Comment parler de son orientation à ses proches ?
Une personne peut expliquer simplement :
Je suis polyromantique. Cela signifie que je peux ressentir une attirance romantique envers des personnes de plusieurs genres, mais pas nécessairement envers tous les genres.
Elle peut ensuite préciser, si elle le souhaite :
- que cela concerne l’attirance romantique ;
- que son orientation sexuelle peut être différente ;
- que polyromantique ne signifie pas polyamoureux ;
- qu’elle peut souhaiter une relation monogame ;
- que le genre de son partenaire actuel ne résume pas son orientation.
La personne n’a cependant aucune obligation de fournir une présentation complète.
Elle peut répondre :
C’est le terme qui correspond actuellement le mieux à mon expérience.
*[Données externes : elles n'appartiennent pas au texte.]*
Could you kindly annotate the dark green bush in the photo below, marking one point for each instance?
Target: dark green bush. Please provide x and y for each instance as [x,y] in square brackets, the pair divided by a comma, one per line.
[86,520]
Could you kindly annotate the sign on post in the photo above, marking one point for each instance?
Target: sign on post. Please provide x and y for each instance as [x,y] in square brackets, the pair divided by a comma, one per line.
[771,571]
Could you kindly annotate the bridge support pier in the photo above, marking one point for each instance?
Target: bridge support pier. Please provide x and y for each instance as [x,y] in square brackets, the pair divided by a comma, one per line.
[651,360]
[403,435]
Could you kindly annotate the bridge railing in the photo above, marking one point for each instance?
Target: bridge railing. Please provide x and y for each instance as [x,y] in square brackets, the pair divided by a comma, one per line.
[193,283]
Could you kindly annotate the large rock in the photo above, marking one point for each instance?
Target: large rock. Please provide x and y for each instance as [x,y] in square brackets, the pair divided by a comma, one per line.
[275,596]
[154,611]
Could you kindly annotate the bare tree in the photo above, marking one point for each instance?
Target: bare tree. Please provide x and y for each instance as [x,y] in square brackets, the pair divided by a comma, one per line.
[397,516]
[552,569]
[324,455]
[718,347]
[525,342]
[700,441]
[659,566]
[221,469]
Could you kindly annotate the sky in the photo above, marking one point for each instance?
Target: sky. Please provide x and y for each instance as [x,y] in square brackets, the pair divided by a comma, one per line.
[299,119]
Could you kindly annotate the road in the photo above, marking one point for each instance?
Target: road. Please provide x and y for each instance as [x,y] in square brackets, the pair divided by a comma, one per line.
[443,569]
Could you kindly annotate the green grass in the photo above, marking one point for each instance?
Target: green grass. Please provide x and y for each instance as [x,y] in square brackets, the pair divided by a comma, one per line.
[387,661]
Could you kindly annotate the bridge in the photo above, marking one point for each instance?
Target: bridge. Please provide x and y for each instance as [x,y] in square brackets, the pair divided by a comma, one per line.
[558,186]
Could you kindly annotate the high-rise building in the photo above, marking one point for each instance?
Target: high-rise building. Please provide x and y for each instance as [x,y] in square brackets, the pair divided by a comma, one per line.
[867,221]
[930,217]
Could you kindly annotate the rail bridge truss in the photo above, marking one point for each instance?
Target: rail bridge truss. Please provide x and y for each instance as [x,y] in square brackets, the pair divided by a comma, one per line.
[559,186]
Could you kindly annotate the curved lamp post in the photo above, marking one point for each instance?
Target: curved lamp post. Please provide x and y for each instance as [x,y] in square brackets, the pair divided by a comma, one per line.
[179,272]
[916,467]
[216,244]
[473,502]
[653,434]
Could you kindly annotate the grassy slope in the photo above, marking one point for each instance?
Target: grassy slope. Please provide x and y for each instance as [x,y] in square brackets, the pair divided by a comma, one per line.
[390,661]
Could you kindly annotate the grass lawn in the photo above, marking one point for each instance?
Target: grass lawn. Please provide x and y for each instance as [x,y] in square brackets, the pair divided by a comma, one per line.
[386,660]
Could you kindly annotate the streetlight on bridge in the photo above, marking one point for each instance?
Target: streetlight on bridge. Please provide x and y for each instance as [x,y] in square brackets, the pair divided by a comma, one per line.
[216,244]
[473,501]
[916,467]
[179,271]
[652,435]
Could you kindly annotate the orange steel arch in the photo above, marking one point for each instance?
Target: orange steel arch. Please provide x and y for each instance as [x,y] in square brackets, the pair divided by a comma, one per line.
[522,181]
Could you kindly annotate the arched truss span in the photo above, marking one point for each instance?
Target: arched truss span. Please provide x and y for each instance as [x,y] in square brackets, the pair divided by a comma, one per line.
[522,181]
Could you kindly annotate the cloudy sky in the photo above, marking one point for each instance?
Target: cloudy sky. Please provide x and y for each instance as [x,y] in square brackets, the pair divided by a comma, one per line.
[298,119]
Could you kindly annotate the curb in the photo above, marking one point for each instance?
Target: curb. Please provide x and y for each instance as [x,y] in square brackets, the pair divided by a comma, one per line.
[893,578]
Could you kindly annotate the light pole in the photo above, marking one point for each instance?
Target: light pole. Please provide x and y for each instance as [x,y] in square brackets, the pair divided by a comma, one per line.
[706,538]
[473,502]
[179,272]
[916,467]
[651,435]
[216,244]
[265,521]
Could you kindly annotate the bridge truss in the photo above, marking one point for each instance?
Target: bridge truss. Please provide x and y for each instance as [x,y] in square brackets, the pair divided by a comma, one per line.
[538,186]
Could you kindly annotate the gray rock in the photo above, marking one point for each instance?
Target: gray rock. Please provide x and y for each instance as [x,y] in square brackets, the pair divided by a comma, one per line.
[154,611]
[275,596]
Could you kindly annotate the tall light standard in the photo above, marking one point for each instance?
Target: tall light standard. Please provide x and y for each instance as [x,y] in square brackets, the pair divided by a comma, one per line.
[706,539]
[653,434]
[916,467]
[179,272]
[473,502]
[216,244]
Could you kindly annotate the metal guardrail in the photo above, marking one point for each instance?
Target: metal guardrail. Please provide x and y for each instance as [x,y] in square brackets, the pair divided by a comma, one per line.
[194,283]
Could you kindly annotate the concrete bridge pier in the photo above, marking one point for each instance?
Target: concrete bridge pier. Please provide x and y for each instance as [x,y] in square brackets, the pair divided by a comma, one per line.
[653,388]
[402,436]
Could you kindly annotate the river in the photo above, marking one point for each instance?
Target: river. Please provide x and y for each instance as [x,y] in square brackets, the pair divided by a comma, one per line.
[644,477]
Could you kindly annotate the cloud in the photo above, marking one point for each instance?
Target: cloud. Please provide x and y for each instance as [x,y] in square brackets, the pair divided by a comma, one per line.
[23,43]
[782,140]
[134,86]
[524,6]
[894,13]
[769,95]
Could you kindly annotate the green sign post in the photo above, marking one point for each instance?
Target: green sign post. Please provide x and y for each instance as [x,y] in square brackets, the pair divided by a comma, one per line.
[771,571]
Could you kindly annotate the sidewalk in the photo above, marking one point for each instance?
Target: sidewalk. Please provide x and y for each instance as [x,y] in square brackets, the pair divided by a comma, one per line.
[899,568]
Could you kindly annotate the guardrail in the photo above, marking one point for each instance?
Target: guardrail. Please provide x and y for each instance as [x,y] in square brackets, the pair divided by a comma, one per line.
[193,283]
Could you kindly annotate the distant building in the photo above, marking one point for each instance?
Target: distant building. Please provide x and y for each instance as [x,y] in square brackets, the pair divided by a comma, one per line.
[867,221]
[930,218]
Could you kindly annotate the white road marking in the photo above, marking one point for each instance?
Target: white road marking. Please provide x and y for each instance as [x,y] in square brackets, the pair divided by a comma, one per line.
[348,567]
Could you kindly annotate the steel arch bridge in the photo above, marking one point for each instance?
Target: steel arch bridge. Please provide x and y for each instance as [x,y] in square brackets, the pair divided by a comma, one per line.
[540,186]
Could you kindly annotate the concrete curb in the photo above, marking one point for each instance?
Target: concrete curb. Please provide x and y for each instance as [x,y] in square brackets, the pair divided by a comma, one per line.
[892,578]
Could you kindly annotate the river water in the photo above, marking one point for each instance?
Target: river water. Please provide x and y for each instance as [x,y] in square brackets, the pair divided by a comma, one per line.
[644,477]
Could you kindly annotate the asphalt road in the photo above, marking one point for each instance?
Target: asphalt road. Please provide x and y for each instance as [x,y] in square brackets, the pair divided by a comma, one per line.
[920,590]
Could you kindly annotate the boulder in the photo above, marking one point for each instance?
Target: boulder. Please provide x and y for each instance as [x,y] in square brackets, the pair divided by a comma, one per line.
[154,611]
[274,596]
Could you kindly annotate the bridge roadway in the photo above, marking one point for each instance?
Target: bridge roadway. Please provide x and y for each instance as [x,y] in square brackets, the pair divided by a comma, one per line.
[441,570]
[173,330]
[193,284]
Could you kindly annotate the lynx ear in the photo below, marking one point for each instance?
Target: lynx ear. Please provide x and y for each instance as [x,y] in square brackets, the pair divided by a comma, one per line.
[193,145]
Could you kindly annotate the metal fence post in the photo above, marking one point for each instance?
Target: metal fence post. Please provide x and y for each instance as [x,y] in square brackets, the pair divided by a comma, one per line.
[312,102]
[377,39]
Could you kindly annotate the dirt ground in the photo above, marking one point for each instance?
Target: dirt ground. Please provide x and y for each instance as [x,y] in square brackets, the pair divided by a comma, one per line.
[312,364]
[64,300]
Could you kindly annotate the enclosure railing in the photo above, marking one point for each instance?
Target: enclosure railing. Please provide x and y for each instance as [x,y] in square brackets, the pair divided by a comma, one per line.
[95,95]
Cette réponse suffit. Une orientation n’a pas besoin d’être défendue comme une thèse.
Faut-il faire son coming out polyromantique ?
Non. Le coming out est une décision personnelle.
Parler de son orientation peut permettre :
- de vivre plus ouvertement ;
- de se sentir compris ;
- de corriger une orientation attribuée à tort ;
- de partager une information importante avec un partenaire ;
- de rejoindre une communauté ;
- de ne plus devoir cacher certaines expériences.
Mais cette annonce peut également exposer à :
- l’incompréhension ;
- des moqueries ;
- une remise en question de l’étiquette ;
- des stéréotypes sur l’infidélité ;
- une divulgation sans consentement ;
- des tensions familiales ;
- une mise en danger matérielle ou physique.
La sécurité doit passer avant l’obligation supposée d’être visible.
Une personne peut choisir de parler de son orientation à quelques proches uniquement, de l’annoncer plus tard ou de ne jamais la rendre publique.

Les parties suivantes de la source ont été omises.